Net result: iceberg-rust can't share a table with any other implementation in either direction.

Reproduce

  1. Partition a table with any partition spec (using iceberg-java, iceberg-cpp, or pyiceberg).
  2. Commit at least one snapshot via that non-rust writer.
  3. Attempt a fast_append commit from iceberg-rust on the same table.

Error surfaces from crates/iceberg/src/spec/manifest/metadata.rs:83 via serde_json::from_slice::<Vec<PartitionField>>(bs).

Observed on 0.8.0, 0.9.0, and main (commit 4b0b3525) as of 2026-04-24.

Expected behavior

iceberg-rust should:

  1. Write partition-spec as the spec-compliant object form so other implementations can read our manifests.
  2. Accept both shapes on read — the spec-compliant object AND the historical bare-array form — so existing rust-written manifests continue to deserialize.

Proposed fix

Two small changes in crates/iceberg/src/spec/manifest/:

writer.rs — serialize the full PartitionSpec:

to_vec(&self.metadata.partition_spec).map_err(...)  // was: to_vec(&...partition_spec.fields())

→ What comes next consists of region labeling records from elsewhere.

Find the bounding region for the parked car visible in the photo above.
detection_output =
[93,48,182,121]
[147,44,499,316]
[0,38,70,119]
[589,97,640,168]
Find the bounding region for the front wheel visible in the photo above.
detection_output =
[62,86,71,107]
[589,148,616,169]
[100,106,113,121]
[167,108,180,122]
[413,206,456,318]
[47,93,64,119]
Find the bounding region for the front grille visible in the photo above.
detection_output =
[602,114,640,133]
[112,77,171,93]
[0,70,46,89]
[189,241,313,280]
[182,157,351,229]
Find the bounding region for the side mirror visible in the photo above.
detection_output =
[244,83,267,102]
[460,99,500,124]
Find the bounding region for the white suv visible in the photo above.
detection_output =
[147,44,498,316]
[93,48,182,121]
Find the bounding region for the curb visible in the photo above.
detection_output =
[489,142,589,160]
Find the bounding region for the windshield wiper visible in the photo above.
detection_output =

metadata.rs — accept either shape on read, preferring the bare-array path for backwards compatibility:

serde_json::from_slice::<Vec<PartitionField>>(bs)
    .or_else(|_| {
        #[derive(serde::Deserialize)]
        struct PartitionSpecJson { fields: Vec<PartitionField> }
        serde_json::from_slice::<PartitionSpecJson>(bs).map(|s| s.fields)
    })
    .map_err(...)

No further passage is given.